Dermatologists to offer free skin cancer screenings

TROY — One in five Americans will be diagnosed with skin cancer in their lifetime. When it is caught early, skin cancer is treatable, according to the American Academy of Dermatology.

As part of Melanoma/Skin Cancer Detection and Prevention Month, local Dayton-area dermatologists are offering free skin cancer screenings to raise awareness of melanoma and other types of skin cancers during the week of May 9-13. Morning and afternoon appointments will be available at locations throughout the region. Because space is limited, appointments are required.

Screenings will be offered from 1-4 p.m. Thursday, May 12, at Upper Valley Medical Center’s Cancer Care Center/Dugan Infusion Center, 3130 N. County Road 25-A, Troy.
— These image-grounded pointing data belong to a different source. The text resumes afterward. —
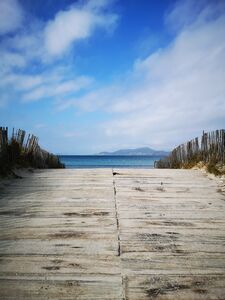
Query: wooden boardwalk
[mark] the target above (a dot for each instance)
(126, 234)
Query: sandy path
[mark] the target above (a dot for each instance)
(89, 234)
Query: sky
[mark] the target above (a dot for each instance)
(102, 75)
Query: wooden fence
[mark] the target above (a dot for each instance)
(209, 148)
(21, 150)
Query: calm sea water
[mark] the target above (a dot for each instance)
(98, 161)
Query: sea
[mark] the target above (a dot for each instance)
(108, 161)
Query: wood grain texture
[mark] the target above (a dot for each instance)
(89, 234)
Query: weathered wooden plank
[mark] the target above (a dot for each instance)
(86, 234)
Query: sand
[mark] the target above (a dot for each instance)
(89, 234)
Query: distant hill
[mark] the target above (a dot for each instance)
(137, 151)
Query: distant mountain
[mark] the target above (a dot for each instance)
(137, 151)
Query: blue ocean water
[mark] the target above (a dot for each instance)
(101, 161)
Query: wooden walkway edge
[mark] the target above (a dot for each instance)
(112, 234)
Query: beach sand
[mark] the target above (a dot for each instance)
(112, 234)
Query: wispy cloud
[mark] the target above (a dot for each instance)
(175, 92)
(57, 89)
(41, 44)
(76, 24)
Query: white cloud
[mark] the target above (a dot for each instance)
(54, 89)
(11, 16)
(75, 24)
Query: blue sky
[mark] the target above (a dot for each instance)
(100, 75)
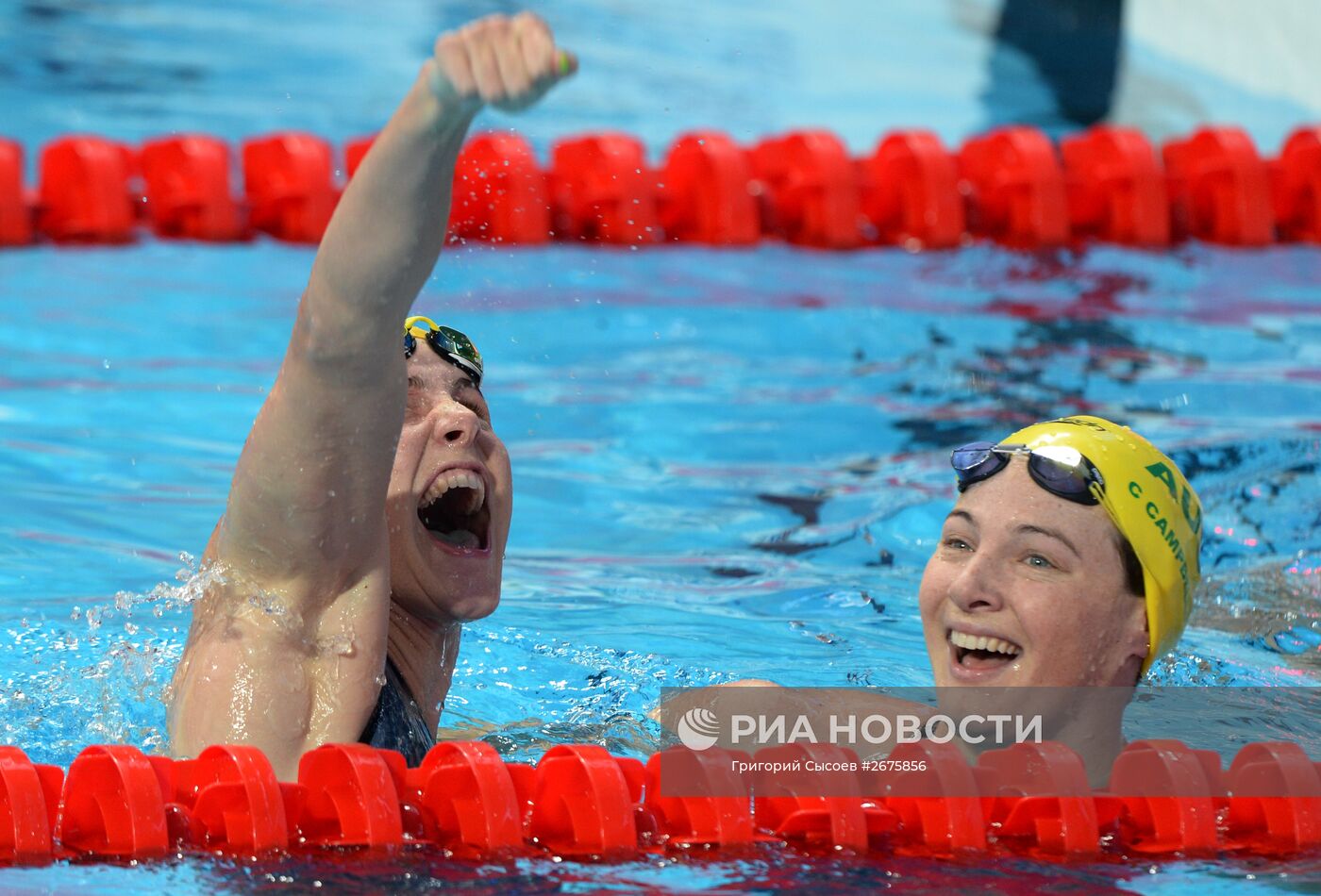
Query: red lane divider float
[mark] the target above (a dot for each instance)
(1011, 185)
(581, 803)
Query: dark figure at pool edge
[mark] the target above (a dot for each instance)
(370, 506)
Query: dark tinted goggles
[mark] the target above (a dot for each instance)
(446, 342)
(1059, 469)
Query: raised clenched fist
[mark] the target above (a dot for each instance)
(508, 62)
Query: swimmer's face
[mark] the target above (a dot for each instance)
(1040, 574)
(451, 496)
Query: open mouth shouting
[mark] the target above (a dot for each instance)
(975, 656)
(455, 513)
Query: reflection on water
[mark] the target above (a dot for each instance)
(716, 479)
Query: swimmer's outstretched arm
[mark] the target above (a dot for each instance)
(287, 654)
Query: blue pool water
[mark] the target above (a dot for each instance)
(728, 463)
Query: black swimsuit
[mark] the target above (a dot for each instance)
(396, 723)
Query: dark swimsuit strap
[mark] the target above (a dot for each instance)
(396, 721)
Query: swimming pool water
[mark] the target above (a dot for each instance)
(728, 463)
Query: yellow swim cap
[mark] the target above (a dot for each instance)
(1151, 505)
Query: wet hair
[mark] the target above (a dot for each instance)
(1133, 577)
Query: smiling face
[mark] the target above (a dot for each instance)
(451, 496)
(1029, 589)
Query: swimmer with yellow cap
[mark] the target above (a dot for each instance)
(1057, 529)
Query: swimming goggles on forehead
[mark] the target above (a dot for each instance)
(1061, 470)
(446, 342)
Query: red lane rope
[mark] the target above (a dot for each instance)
(581, 803)
(1011, 185)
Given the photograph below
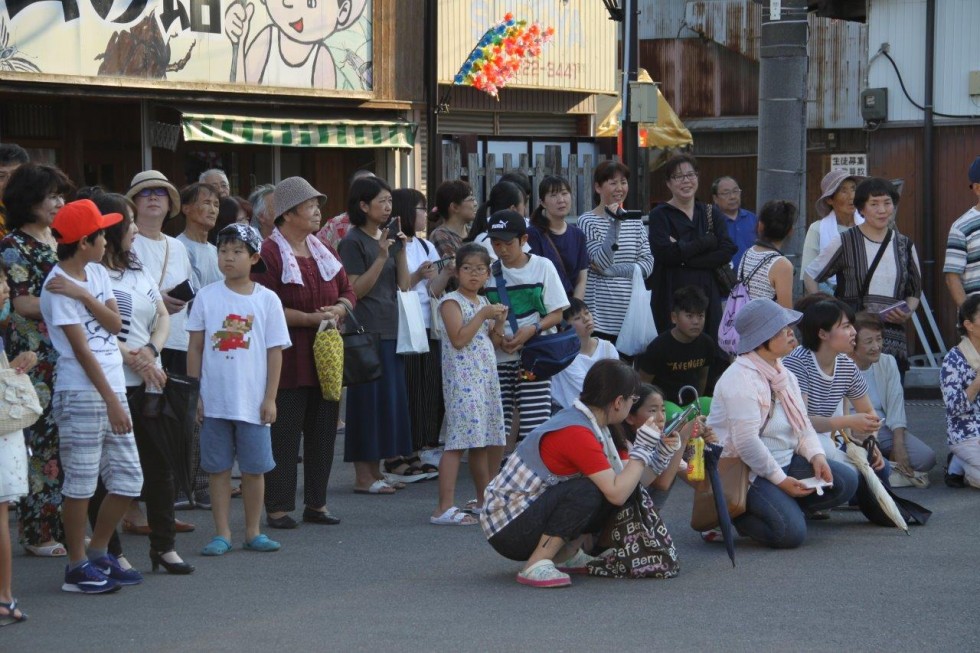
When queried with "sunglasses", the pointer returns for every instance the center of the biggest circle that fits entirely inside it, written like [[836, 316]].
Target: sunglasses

To schedule an appointment, call CareFinders at (866) 608-3463.

“Nationwide, dermatologists volunteer time each year to conduct free skin cancer screenings,” said Julian Trevino, M.D., professor and chair of the Department of Dermatology in the Wright State University Boonshoft School of Medicine. “We are encouraging people to check their skin, noting all spots on their bodies, including moles, freckles and age spots. Detection can help find skin cancers early when they are the most treatable and beatable.”

Anyone can get skin cancer regardless of his or her skin type, said Trevino, an adult and pediatric dermatologist with Wright State Physicians Dermatology. He encourages his patients to decrease their risk of skin cancer by seeking shade between 10 a.m. and 4 p.m.; wearing protective clothing; generously applying water-resistant sunscreen with a sun protection factor (SPF) of 30 or higher; using extra caution by water, snow and sand; and avoiding tanning beds.
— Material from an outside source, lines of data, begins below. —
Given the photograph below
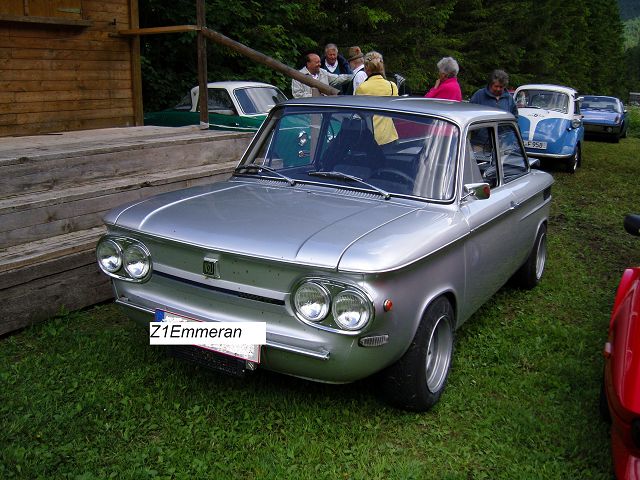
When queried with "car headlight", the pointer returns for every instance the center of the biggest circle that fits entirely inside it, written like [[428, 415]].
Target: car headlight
[[311, 301], [109, 256], [351, 311], [136, 261]]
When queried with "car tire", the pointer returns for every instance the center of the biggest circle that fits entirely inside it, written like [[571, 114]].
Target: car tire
[[575, 161], [531, 271], [417, 380]]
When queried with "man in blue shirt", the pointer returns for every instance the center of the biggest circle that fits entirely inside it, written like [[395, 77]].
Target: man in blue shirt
[[495, 94]]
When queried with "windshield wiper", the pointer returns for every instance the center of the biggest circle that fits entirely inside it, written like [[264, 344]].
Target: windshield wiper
[[344, 176], [257, 168]]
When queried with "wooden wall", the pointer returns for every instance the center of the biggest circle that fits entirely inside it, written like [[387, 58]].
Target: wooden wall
[[63, 67]]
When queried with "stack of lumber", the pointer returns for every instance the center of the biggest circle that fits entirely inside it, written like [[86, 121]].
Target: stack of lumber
[[54, 190]]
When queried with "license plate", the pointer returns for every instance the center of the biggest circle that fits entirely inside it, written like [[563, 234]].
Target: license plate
[[535, 144], [243, 351]]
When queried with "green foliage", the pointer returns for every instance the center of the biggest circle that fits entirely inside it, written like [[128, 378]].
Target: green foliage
[[84, 396], [579, 43]]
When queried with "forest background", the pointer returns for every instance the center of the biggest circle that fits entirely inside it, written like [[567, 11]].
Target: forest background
[[590, 45]]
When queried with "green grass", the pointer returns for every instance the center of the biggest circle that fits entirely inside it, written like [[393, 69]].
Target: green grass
[[84, 396]]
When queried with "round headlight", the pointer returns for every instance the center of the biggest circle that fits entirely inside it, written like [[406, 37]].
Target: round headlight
[[136, 261], [311, 301], [109, 256], [351, 310]]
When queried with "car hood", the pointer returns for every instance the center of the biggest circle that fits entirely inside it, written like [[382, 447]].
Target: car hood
[[598, 116], [324, 227]]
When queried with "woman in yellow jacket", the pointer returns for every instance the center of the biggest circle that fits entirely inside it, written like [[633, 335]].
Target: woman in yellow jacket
[[376, 84]]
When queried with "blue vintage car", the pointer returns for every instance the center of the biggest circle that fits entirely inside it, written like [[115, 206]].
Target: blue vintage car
[[604, 116], [551, 123]]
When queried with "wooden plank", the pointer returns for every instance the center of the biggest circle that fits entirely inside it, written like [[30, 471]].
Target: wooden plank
[[39, 253], [66, 76], [64, 125], [80, 114], [48, 296], [83, 55], [90, 165], [74, 64], [85, 41], [60, 106], [56, 86], [87, 213]]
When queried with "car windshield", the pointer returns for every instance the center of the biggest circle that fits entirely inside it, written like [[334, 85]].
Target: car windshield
[[258, 100], [383, 152], [545, 99], [601, 103]]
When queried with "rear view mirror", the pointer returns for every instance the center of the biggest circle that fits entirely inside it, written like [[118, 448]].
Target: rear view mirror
[[481, 191]]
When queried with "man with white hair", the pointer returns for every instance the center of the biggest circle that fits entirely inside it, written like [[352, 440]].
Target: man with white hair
[[312, 68]]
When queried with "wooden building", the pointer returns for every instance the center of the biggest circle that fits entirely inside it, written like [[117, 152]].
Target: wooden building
[[63, 66]]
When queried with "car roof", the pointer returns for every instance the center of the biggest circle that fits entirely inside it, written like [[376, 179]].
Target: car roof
[[547, 86], [459, 112]]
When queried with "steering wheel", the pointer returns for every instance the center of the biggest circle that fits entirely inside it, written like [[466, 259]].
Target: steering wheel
[[393, 175]]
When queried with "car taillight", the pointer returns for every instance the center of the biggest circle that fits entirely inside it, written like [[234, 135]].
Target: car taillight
[[635, 432]]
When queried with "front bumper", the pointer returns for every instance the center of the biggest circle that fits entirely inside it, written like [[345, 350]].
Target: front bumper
[[307, 353]]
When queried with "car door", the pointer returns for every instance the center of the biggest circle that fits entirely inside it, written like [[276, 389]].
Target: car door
[[491, 243], [526, 201]]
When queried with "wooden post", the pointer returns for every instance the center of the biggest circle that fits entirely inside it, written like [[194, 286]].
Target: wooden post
[[136, 69], [203, 96]]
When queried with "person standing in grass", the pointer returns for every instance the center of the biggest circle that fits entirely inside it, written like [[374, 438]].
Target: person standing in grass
[[446, 86]]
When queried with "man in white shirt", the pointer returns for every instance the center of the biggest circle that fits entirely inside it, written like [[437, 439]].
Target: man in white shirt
[[312, 68]]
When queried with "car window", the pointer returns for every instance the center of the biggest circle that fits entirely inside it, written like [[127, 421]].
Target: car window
[[219, 99], [544, 99], [258, 100], [185, 103], [421, 161], [483, 153], [512, 157]]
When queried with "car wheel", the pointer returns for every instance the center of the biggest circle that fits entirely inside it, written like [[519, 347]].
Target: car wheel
[[530, 273], [417, 380], [574, 162]]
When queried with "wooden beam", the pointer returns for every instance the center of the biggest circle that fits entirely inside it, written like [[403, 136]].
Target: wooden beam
[[159, 30], [270, 62]]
According to the American Cancer Society, more than three million Americans are diagnosed with basal and squamous cell cancers annually. Melanoma, the most serious type of skin cancer, will account for more than 76,000 cases of skin cancer in 2016. There is a high chance of cure when it is found in its early stages. Warning signs of melanoma include changes in size, shape or color of a mole or other skin lesion, or the appearance of a new growth on the skin.

The free screenings are sponsored by the Wright State University Boonshoft School of Medicine Department of Dermatology, Wright State Physicians Dermatology, Premier Health, and Premier Community Health, along with the American Academy of Dermatology and Eucerin.